Previously on LOST is a weekly column recapping and analyzing each episode from the final season of Lost. (Warning: May contain spoilers!)
I had been aware of the basic premise of “Across the Sea” for most of the season. It was an episode that featured none of the main characters but focused strictly on the relationship between Jacob and the Man in Black. In my mind, this was going to be THE episode of the season, and I had hyped it up to a completely unfair level. My guess is that most viewers had generated the same lofty expectations, within the first few minutes of the episode.

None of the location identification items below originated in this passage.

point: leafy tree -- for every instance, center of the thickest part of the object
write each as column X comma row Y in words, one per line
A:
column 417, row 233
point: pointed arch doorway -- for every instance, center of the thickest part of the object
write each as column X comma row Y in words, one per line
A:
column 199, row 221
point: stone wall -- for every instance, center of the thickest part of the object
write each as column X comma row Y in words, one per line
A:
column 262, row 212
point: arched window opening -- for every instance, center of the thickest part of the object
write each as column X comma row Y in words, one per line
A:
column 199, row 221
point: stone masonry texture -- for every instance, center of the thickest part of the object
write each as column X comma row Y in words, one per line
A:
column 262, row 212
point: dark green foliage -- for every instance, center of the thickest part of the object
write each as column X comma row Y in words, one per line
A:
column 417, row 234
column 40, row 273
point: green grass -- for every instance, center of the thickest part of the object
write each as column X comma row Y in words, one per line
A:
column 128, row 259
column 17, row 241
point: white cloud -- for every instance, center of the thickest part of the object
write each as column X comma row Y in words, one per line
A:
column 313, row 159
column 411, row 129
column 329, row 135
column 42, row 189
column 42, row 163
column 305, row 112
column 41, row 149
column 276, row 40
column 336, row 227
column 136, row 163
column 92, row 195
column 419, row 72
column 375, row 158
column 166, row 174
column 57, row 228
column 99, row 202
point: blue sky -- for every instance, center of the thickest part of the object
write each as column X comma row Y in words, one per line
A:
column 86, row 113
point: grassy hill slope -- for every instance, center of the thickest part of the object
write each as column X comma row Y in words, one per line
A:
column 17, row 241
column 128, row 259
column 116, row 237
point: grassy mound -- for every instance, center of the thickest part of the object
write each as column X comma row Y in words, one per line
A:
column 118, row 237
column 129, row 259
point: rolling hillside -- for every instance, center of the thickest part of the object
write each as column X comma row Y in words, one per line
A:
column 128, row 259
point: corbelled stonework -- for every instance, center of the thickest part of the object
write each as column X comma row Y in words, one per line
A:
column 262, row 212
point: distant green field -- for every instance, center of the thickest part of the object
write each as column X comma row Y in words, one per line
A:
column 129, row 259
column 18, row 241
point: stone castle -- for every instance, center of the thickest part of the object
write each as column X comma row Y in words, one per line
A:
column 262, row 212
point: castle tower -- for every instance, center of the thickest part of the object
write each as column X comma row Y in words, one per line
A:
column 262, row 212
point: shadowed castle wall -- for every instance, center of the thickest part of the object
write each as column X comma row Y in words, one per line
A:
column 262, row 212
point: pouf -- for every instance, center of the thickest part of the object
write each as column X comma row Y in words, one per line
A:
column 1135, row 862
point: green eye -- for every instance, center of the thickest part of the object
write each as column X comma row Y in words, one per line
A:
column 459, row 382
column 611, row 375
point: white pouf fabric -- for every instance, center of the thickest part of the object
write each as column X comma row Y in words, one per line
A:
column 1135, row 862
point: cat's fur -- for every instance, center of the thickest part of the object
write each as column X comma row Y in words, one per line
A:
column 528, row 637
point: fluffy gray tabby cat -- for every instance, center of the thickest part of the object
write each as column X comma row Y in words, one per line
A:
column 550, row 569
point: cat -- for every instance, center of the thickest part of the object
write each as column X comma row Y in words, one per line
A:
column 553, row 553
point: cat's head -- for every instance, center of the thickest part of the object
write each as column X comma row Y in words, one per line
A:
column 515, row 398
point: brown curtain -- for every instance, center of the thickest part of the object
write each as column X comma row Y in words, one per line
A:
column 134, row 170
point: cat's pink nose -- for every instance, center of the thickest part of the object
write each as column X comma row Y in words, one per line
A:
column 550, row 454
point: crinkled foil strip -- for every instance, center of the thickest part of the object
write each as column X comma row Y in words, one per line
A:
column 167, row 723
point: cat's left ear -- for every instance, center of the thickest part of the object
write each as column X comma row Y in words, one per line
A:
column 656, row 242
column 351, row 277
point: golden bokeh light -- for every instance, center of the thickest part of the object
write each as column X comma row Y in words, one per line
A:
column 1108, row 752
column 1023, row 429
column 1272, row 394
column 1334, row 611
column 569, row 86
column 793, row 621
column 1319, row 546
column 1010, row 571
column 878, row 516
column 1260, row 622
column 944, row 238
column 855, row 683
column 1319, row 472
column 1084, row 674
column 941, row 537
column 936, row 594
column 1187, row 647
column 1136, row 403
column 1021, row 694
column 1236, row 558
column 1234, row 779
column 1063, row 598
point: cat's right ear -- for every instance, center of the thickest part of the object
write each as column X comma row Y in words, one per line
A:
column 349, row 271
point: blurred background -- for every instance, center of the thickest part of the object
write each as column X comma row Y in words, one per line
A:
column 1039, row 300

By the reactions on the internet and from people I’ve spoken to, the fallout seems to be extreme disappointment, particularly in the fact that the episode raised more questions than it answered. I, however, thought it was one of the better episodes this season and maintain that if it would have aired at any point except the end of the series that people would have loved it.
I thought the episode did a great job of explaining the motivations for the characters of Jacob and his brother, and I found their story to be a compelling one. It gave context to two characters that we really knew very little about. I do wish that more of the story had been moved out of the hands of child actors, as it detracted from the episode, and the emotions and story would have been served just as well if they were older.
While the episode was a success from a character standpoint, mythologically it was a grab bag. As I stated before, most people find it frustrating that this episode raised more questions than it answered. To name a few:
- Who is Allison Janney’s character? How did she kill all of the “other” people? Are her true intentions good or evil?
- Are the smoke monster and the Man in Black one and the same? Or does the smoke monster choose to appear as Jacob’s brother? Is the smoke monster the corruption of the light of the island?
- What is the name of the Man in Black?!?
I don’t have much to say about Allison Janney’s character, other than there were apples near the bodies of the burned victims which might suggest poisoning. I do think that the smoke monster and the Man in Black are connected at some level. The writers have been deliberate about other characters on the show knowing that The Smoke Monster is certainly NOT Locke. But Jacob has definitely always spoken to the Man in Black as his brother and not an impersonator from my recollection.
Finally, the name of the MiB has been tiptoed around so much, I think that at this point, it has to bear huge significance in the context of the show or it will remain a mystery. I am okay with never learning his name and it leads me to another point. I find that the show is weaker when it is deliberately trying to answer questions. The ridiculous explanation of the wheel that moves the island was a testament to this. How disappointing would it be to find out that the Jacob’s brother’s name is Larry? I hope that the writers will adhere to the motto, “If you can’t explain it well, don’t explain it at all.”
While I may not love the decisions the writers made in adding to the LOST Canon, I will give them the benefit of the doubt and let them conclude the series the way they intended. I am more frustrated when the characters’ motives and emotions are inconsistent for the sake of plot, or when the writing is dull.
I strongly believe that “Across the Sea” is being unfairly targeted as “the episode that should have answered questions” and is a victim of its placement in the series. After re-watching it, and accepting it for what it is rather than what it should have been, I think it is one of the best this season.
- Who is Allison Janney’s character? Will her own origin ever be explained?
- How did people feel about the “light” of the island?
- Was Richard immortalized by Jacob’s touch or by the wine? If it’s the wine, now that the bottle is broken, who can replace Jacob permanently?
- How did people feel about the Adam and Eve explanation?